Se mai ce ne fosse stato bisogno, l'esercizio di democrazia messo in campo dai Dem ripercorre l'antico sentiero di una democrazia che in realtà è pesantemente inquinata. Da presenze sconcertanti e, in alcuni casi, persino inquietanti.

A Milano Giuseppe Sala fa il pieno di consensi e sappiamo tutti che non rispondono completamente a un'adesione ideale.
Se Chinatown si mobilita per l'ex commissario dell'Expo, più di qualcosa continua a non funzionare nel meccanismo delle primarie Pd.

Un film già visto in Liguria, quando Raffaella Paita sgominò Sergio Cofferati imbarcando ogni sorta di voto. Poi, al momento delle elezioni vere, sia Paita sia il partito hanno pagato dazio. Clamorosamente battuti da Giovanni Toti e dal centrodestra unito.

Si dice che nel capoluogo lombardo può essersi ripetuto lo scempio di primarie un po' così, ma che non potrà rinnovarsi il nefasto finale alla ligure.
Tanto per rimanere a Milano, alzi la mano chi avrebbe scommesso che all'ultimo minuto il Carpi avrebbe pareggiato contro l'Inter giocando con un uomo in meno. Attenzione, quindi: tutto è ancora possibile.

Lo è, in particolare, di fronte un Pd che schiera (malvolentieri) il suo capace vicesindaco Balzani, donna e con gli attributi secondo il migliore spirito che dovrebbe essere renziano, e trova il modo di bruciarlo, insieme con il buon lavoro svolto dalla giunta guidata da Giuliano Pisapia.

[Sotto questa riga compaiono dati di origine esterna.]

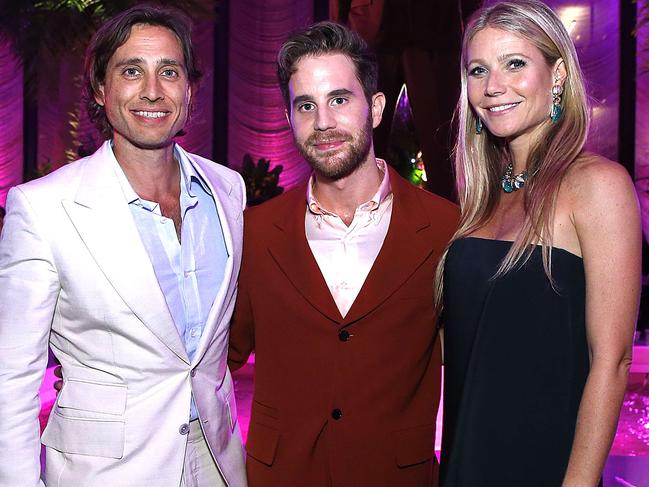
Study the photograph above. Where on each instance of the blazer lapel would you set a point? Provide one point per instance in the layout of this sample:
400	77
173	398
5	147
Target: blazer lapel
290	250
230	213
105	224
406	247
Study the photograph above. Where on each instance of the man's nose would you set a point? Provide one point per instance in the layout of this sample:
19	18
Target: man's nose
324	119
151	89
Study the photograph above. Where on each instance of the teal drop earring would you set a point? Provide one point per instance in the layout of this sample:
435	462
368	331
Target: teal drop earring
557	91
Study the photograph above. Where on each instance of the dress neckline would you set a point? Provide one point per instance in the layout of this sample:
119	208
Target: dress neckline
510	242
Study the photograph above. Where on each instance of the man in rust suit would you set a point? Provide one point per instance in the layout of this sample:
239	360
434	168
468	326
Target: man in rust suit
336	291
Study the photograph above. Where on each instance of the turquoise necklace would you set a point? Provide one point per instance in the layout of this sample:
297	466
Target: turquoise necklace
510	182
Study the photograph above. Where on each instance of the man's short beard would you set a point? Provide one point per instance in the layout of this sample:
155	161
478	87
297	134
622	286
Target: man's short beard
339	165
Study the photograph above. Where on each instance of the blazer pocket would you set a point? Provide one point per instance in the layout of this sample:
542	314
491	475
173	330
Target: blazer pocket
85	436
88	419
263	434
93	396
415	445
262	443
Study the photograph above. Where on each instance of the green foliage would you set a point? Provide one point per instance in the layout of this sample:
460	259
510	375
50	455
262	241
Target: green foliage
261	184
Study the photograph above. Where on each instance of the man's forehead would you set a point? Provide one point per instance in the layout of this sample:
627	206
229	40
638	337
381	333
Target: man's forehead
325	72
150	40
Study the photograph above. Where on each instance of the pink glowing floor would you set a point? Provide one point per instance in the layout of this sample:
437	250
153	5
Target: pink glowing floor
628	464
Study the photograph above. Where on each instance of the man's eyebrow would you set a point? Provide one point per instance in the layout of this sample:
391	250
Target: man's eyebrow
333	93
139	60
131	60
341	92
301	99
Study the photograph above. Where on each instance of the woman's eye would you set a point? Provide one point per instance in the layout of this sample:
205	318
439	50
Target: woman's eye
517	64
477	71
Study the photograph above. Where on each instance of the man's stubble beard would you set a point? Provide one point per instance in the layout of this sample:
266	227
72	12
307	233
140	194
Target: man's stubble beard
342	163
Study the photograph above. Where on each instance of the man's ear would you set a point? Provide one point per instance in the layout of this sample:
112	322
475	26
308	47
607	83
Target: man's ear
99	95
378	104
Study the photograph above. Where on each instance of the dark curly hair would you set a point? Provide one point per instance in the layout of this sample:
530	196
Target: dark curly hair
113	34
327	38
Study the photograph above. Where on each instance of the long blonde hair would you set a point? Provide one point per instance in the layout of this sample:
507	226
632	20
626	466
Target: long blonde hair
480	158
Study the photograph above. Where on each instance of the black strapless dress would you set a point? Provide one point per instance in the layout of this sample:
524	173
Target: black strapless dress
516	361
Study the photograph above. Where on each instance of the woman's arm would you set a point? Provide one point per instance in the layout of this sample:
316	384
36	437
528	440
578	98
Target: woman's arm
607	221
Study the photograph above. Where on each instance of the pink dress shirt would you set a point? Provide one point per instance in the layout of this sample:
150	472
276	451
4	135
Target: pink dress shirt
345	254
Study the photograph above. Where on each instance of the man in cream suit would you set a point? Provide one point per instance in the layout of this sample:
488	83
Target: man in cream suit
126	262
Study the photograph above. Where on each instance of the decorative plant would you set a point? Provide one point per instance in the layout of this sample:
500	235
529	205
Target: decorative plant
261	184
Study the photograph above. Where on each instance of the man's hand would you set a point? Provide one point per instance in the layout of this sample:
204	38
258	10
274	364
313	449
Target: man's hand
58	385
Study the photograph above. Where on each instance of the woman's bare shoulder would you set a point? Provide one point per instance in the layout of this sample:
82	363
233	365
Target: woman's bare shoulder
593	176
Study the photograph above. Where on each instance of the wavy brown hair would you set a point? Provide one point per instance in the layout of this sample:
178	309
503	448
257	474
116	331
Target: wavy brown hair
480	159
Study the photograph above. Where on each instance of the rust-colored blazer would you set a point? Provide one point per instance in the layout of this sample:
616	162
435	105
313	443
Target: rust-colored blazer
341	401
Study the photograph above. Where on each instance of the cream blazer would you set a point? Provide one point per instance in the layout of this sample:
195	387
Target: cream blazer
75	274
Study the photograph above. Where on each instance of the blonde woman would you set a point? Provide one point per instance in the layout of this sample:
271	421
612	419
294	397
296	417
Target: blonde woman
540	284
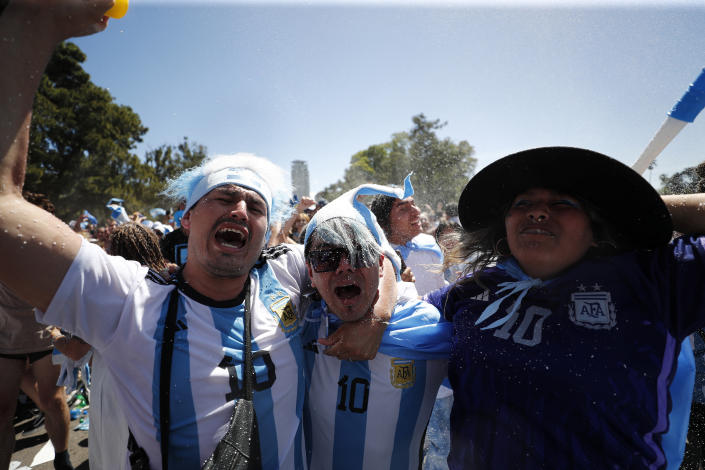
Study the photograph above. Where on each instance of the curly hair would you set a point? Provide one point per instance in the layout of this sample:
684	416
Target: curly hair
381	207
136	242
182	187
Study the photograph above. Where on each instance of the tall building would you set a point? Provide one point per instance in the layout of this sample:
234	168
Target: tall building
299	178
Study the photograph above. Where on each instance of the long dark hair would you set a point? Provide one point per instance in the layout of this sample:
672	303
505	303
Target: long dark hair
136	242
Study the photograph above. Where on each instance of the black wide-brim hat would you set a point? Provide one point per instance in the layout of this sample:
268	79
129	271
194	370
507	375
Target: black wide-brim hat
619	194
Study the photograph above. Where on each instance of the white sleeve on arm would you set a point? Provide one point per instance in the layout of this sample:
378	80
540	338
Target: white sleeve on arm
92	295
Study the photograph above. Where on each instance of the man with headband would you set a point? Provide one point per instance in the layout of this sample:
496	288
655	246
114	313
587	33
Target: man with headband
174	348
365	414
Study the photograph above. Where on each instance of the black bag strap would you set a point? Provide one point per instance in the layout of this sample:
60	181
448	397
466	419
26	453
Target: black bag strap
165	375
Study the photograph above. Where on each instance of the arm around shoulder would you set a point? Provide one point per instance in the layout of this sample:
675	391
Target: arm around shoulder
32	241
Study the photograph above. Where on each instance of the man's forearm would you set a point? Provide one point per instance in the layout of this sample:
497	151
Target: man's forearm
30	238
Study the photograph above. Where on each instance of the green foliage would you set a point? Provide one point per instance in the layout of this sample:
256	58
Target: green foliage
441	167
688	181
81	142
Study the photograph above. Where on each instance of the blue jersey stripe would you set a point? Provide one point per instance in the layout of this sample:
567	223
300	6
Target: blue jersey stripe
297	351
411	399
264	408
351	416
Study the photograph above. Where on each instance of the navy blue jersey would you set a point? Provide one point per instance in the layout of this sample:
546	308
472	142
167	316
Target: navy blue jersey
579	376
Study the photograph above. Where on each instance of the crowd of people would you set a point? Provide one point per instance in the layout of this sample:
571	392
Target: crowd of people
560	306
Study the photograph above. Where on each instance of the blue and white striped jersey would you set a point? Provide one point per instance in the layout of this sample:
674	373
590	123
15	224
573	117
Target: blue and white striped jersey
372	414
119	307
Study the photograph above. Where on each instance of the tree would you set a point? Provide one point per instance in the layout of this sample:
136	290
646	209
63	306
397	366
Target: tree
441	167
80	140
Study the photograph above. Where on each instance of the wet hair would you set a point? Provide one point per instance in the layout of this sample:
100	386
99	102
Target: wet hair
182	187
136	242
381	207
481	248
40	200
344	232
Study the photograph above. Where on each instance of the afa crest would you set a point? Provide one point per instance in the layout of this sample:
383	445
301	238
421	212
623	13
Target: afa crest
284	309
403	373
593	310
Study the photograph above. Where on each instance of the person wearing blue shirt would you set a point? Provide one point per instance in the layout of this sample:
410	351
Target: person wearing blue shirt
365	414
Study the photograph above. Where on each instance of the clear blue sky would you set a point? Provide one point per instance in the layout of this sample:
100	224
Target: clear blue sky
321	81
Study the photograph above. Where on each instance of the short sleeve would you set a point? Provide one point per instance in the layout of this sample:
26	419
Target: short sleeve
684	264
92	295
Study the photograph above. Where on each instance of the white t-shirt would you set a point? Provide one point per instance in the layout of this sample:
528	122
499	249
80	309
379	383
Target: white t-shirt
119	307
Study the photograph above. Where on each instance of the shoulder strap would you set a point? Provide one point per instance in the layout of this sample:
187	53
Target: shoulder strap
165	375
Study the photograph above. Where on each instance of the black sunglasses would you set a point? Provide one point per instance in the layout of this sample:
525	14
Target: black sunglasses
328	260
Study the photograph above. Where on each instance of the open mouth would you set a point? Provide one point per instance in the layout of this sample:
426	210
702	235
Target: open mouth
231	237
348	291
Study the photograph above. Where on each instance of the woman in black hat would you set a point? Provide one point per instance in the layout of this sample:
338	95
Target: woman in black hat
564	353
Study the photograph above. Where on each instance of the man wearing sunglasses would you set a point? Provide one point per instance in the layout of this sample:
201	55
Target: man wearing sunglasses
365	414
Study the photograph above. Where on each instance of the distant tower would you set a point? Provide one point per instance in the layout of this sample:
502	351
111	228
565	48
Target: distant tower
299	178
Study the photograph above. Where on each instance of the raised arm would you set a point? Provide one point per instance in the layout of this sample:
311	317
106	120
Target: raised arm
35	247
687	212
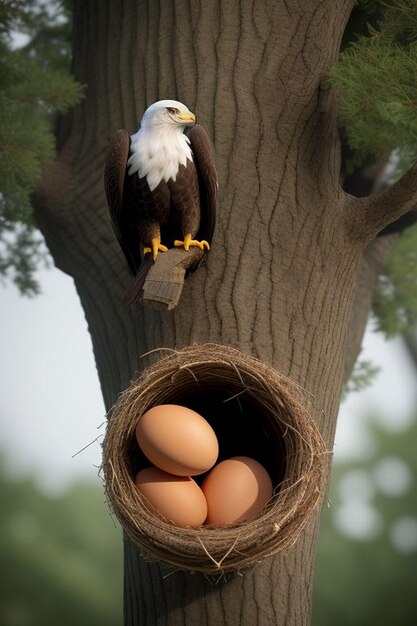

Un irrefrenabile cupio dissolvi? In realtà la partita che ha come epicentri Milano, Roma e Napoli riguarda anche il futuro assetto del Pd.
Matteo Renzi, il suo leader, ha un sogno: farne il contenitore di un consenso vasto e trasversale, stile vecchia Dc. Sala e il suo serbatoio elettorale, che va dal centro a destra (fu city manager di Letizia Moratti, qualcosa vorrà pur dire) ne costituisce il prodromo perfetto. Perché porta a casa quei voti lì, ma indossando la casacca del centrosinistra. Renzi lo dice esplicitamente: "Chi fa lo schifiltoso, poi perde". Della serie: come il denaro, anche i voti non hanno odore.

La stessa logica, peraltro, si riproduce in queste ore con la migrazione dei cuffariani (da Totò Cuffaro, il governatore "vasca vasa" finito in galera per collusioni mafiose) che in Sicilia si stanno spostando in blocco nel Pd, diventato il barcone della speranza politica per i dannati dell'ex Dc e poi Udc. Chissà chi paga, e come, il biglietto.

Non diversa la storia dei 300 neo tesserati a Sarzana. Trecento, né giovani né forti verrebbe da dire, che si preparano a colonizzare il Pd ligure per consentire poi l'assalto alla segreteria regionale. Ruolo decisivo, in vista delle elezioni comunali a Genova del prossimo anno, e sul quale ha messo gli occhi l'ex governatore Claudio Burlando. Magari non per se', ma per qualche uomo (o donna) fidato. Che intanto potrebbe scaldare i motori cominciando a pesare nella competizione di primavera a Savona.

Anche qui non ci si discosta dal disegno più generale di Renzi.
Ed è su questo che Burlando punta, cercando di portare a casa quanti più consensi possibili, dopo le prove generali fatte alle primarie per le regionali, avendo nel mirino non una cadrega ligure, bensì la comoda poltrona di un incarico nazionale.

C'è chi ritiene che il progetto renziano abbia anche un nome: Partito della Nazione. Io, invece, credo al segretario e premier quando dice che non è vero. Perché il Pd gli basta e gli avanza. Lui va avanti per la sua strada, sono gli oppositori a lasciargli spazio. Pierluigi Bersani ulula da mesi, ma al confronto Capitan Tentenna è un decisionista. E così gli altri.

Occhio, però. A Milano Sala prende il 42 per cento anziché l'atteso 45, ma se sommiamo Balzani (34%) e il terzo classificato Pierfrancesco Majorino (23%) si arriva al 57%. Centro e sinistra divisi e dunque perdenti, però maggioritari.

Renzi, allora, si faccia bene i conti e ricordi che un partito, come una buona squadra di calcio, ha bisogno dei suoi equilibri. Il suo Pd sta giocando la partita tutta al centro e a destra. Ma nessuno, fra i renziani più o meno doc, copre la fascia sinistra. E il giorno che i suoi avversari non dovessero più dividersi, il gol potrebbe subirlo da lì. Anzi, sarebbe un autogol.